Tomaz Silva/Agência Brasil
Tomaz Silva/Agência Brasil

Delegado da Polícia Federal assume comando da Abin

Presidente Jair Bolsonaro determinou a troca no comando da agência de inteligência por Alexandre Ramagem Rodrigues, um dos responsáveis pela escolta do então candidato na campanha eleitoral de 2018

Felipe Frazão e Tânia Monteiro, O Estado de S.Paulo

09 de maio de 2019 | 05h00

BRASÍLIA - No quinto mês de governo, o presidente Jair Bolsonaro determinou uma troca no comando da Agência Brasileira de Inteligência (Abin) e a entrega da direção do órgão a um delegado da Polícia Federal (PF). Alexandre Ramagem Rodrigues, um dos responsáveis pela escolta de Bolsonaro na campanha eleitoral de 2018, assumirá a direção-geral da Abin no lugar do servidor de carreira Janér Tesch Hosken Alvarenga.

Atualmente, Rodrigues é assessor especial do ministro Carlos Alberto dos Santos Cruz, na Secretaria de Governo. Antes, além de coordenar a segurança de Bolsonaro nas eleições e até a posse, atuou em postos de comando da PF em Roraima, e no início da Operação Cadeia Velha, que levou à prisão a cúpula do MDB no Rio de Janeiro.
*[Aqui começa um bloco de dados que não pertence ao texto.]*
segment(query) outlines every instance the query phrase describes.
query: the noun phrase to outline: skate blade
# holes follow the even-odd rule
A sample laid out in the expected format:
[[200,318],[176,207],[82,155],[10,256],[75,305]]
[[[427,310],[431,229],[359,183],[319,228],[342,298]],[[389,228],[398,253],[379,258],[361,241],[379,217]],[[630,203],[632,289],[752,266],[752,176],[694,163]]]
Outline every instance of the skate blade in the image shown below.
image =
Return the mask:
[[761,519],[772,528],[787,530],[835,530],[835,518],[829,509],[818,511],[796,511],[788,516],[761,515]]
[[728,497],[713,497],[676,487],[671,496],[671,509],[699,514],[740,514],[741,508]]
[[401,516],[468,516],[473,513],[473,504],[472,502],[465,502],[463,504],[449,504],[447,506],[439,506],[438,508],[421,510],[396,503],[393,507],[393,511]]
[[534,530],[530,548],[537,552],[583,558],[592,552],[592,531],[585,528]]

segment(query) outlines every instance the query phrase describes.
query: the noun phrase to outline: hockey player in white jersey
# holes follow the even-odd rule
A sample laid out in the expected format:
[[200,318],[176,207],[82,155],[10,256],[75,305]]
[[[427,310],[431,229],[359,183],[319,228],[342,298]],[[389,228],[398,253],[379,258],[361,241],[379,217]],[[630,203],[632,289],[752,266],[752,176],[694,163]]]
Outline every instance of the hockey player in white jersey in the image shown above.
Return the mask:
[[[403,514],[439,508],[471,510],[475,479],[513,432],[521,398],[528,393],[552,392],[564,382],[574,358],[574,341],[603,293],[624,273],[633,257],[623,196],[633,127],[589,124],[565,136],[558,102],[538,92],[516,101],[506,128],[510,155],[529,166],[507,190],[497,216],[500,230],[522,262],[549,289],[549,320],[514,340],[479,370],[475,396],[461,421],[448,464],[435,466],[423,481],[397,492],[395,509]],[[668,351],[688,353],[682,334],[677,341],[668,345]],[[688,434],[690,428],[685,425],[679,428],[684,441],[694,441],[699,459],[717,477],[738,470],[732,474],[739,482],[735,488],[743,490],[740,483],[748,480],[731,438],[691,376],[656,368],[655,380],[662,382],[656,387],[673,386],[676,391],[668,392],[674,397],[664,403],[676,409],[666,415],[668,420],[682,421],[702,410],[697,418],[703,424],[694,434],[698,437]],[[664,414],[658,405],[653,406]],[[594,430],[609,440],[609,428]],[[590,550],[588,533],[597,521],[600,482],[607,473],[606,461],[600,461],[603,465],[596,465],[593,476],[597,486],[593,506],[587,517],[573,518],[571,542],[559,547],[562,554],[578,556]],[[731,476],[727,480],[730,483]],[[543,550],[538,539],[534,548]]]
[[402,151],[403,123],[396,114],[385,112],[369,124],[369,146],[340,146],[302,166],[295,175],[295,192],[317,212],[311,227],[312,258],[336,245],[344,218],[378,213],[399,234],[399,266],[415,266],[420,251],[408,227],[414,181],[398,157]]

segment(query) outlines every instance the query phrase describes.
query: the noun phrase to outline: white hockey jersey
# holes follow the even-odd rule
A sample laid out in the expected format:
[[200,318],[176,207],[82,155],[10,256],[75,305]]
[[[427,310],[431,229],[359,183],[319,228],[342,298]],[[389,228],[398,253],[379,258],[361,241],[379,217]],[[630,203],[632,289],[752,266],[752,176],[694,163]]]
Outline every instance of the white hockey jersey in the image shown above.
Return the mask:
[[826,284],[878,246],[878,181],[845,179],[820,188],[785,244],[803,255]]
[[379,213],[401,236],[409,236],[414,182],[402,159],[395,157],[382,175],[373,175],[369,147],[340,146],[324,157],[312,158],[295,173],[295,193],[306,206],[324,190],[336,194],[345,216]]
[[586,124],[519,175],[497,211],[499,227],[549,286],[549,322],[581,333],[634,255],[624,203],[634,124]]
Segundo o ministro do Gabinete de Segurança Institucional, Augusto Heleno – a quem a Abin está subordinada –, a troca foi uma orientação de Bolsonaro. “Nós vemos uma troca sem traumas, não há nada contra o atual diretor da Abin. Troca feita por orientação do presidente, buscando uma nova situação para inteligência”, disse Heleno.

O ministro afirmou que busca outro perfil para comandar a Abin, com mais integração e velocidade na troca de informações. O Estado apurou que havia uma avaliação de que muitas vezes o governo era informado antes por grupos de WhatsApp e só depois pela Abin.

Delegado. A decisão de colocar um delegado da PF no comando da Abin foi mal recebida internamente. Isso porque Rodrigues não será o primeiro delegado da PF a comandar o órgão que controla o sistema de inteligência do País. O ex-presidente Luiz Inácio Lula da Silva colocou na chefia da agência o delegado da PF Paulo Lacerda, que caiu em 2007, após suspeitas de envolver irregularmente agentes de inteligência em escutas telefônicas na Operação Satiagraha, da PF, órgão que ele mesmo havia comandado.